Outside magazine, April 1995
Ross Blasman hates to admit it, but he looks like a cop, and when the balding, 200-pound Californian tells a kid to get his StumpJumper off a trail, the kid usually listens.
"It's less about law enforcement than talking to people reasonably," says Blasman, 44, who heads a local mountain-bike-patrol unit in the Santa Monica Mountains. "I start out with the universal, 'Hi, cool bike!' And then I tell them to go slow or whatever." When that fails, Blasman admits, a good set of leather lungs comes in handy, too.
For the past year, Blasman has taken his Gentle Ben act on the road, training volunteers for the new National Mountain Bike Patrol. Sponsored jointly by the National Off-Road Bicycle Association--an industry group based in Colorado Springs, Colorado, that has fronted most of the patrol's $5,000 start-up--and the National Ski Patrol, the official rock-shocking cavalry debuts this spring on the jammed trails of Moab, Utah. By next year, the 22-person units will hit six other hot spots, including Durango, Colorado, and Mount Snow, Vermont. Patrollers, wielding nothing more than a walkie-talkie, an official jersey, and a fanny pack emblazoned with a first-aid cross, won't be able to make arrests, but like Blasman, they can strongly advise, rumble, and simply loom.
Bike-advocacy groups admit that the goal of it all is part good neighbor, part survival. As mountain biking has boomed, so has the sport's bad rep for damaging trails, causing accidents, and spawning what Tim Blumenthal, executive director of the Boulder, Colorado-based International Mountain Bicycling Association, calls "testosterone-poisoned, hormonally enraged teenagers who give us a bad name." In Moab, where more than 100,000 riders annually hit the famous Slick Rock Trail, visiting bikers have made themselves about as welcome as a flesh-eating virus.

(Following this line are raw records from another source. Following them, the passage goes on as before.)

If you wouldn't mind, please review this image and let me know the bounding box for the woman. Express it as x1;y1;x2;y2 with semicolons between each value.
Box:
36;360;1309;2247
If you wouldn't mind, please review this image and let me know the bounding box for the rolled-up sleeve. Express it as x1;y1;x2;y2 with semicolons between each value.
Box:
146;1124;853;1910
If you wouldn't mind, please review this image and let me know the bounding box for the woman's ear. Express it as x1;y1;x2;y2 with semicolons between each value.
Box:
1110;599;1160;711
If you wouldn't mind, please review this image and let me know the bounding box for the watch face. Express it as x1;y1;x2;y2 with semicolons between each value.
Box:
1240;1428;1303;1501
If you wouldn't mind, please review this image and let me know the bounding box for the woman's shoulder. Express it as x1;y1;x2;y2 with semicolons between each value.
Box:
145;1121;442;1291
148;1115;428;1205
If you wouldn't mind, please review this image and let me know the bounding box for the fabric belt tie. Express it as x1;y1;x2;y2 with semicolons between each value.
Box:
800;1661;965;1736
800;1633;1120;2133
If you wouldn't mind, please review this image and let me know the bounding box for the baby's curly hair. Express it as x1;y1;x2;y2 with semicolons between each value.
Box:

During Easter weekend in 1993, 500 bikers and hikers camping in an overcrowded area called the Pit started a riot, lighting bonfires, uprooting trees, and hurling beer bottles and rocks.
As the episode suggests, bikers aren't the only troublemakers, but for now the onus is on them. Blumenthal estimates that more than 10,000 miles of trails have been shut down to mountain bikes nationwide. "Closing trails is a knee-jerk reaction," he says, "when a little peer pressure and cajoling might change behavior."
Jim Tolley, past-president of the Berkeley-based Bicycle Trails Council of the East Bay, concurs, noting that since a local band of uniformed patrollers recently began cycling through Anthony Chabot Regional Park in Oakland, complaints against bikers have dropped 50 percent. In Moab, officials hope the medically trained patrollers will also help lower the tab for aiding stranded or injured riders, which has run as high as $90,000 a year. "If patrollers did nothing more than tell them to wear helmets and sunscreen, that would help," says Kent Green, head of Moab's search-and-rescue team.
Not everyone is optimistic. Bill Hedden, a Moab city councilman, wonders whether the patrollers have sufficient clout. "Some of these mountain bikers won't listen to the sheriff," he says. "Why would they listen to a guy with a first-aid kit?" Consistent with his worries, a few off-roaders are muttering about the thought of speed traps behind every juniper. "This is an adrenaline sport," says 23-year-old Rob Merton, a rider from Steamboat Springs, Colorado. "I like to go fast, and I'm good at it. What do they want, to turn us all into mosey-along tourists?"